By the time we arrive at our seats there is already a figure playing the piano
with his back to us – so far, so normal. Over the next few minutes though, most
of the cast take their places and begin to move around but the chatting does not
subside. Are we waiting for them or are they waiting for us? The piano stops and
the lights go off: Ah, I see. The play is starting now.
Filter’s version of Anton Chekov‘s play (with an
adaptation by Christopher Hampton), does not shy away from such uneasy moments.

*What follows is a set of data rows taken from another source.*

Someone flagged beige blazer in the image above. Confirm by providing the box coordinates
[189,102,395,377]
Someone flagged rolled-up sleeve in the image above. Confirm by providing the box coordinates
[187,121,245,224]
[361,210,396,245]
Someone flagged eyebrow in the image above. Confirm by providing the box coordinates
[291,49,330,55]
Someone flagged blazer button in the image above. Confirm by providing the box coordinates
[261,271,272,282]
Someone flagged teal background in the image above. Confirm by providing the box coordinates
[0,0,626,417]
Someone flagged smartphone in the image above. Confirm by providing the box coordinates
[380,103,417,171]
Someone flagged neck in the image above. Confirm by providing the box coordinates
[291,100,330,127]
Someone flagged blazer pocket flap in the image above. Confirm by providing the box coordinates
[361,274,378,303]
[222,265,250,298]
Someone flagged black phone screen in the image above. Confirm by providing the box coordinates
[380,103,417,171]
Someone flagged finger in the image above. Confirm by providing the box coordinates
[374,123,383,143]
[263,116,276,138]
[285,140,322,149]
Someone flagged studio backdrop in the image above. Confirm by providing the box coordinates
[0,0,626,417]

There are plenty of dramatic pauses mid-conversation and the lights stay on
between scenes, whilst the actors themselves move the props and furniture. Filter
have been lauded for their physicality, which is used by great effect by
director Sean Holmes. He is not afraid to crowd everyone around a dinner table,
half the backs towards us or indulge in a little vodka induced singing and
dancing.
The three sisters in question are Irina, Masha and Olga
Prozonov (Clare Dunne, Romola Garai and Poppy Miller), bored of provincial
Russia and desperate to go back to Moscow, to really live for once. For the
sisters, particularly the youngest Irina, these two concepts are one and the
same. To pass the time, we have affairs, a destructive fire, a romance-fuelled
duel and plenty of ‘theorising’.
The latter does get a little heavy and
repetitive at times and perhaps is better pondered curled up with the text and
with care but the actors’ certainly give their all to the long speeches. The
characters are preoccupied with the values of work, if they will ever be happy
and the chances of their suffering living on in posterity – the kind of
meta-theatrical conceit that almost has you shouting ‘Yes, we hear
you.”
Some performances do border on being overdone but this is drama,
after all. Indeed, Jonathan Broadbent convinces as Nikolai Tuzenbach, the
work-shy Baron who has been in love with Irina for five years but “can’t quite
get used to it.” Nigel Cooke‘s drunken Doctor Ivan Chebutykin, who has forgotten
all he knew, serves up comedic existentialism delightfully and Ferdy Roberts as
the Prozonov brother Andrei shows impressive range: from nervous, arty academic
to gambling, despairing husband who settles for being a member of the local
council, all in just over two hours.
Finally, a word on Filter’s
trademark use of sound. They manage not to fall into the trap of making the
method too gimmicky: not just when Andrei and his wife-to-be Natasha are
overheard by the rest of the cast having a, shall we say, private discussion but
indeed the microphones intensify the drama. Theatre can have its quiet moments
too and it is these that are given added power.
Those who are not
familiar with experimental theatre may not enjoy the mash-ups of modern music
between scenes, the distracting sound of ticking or waiting for a kettle to boil
(“I’ll show you a new kind of patience…”) but then again Filter are not
interested in the audience’s comfort zone. If they continue like this, they may
just make everything else you watch seem positively mediocre.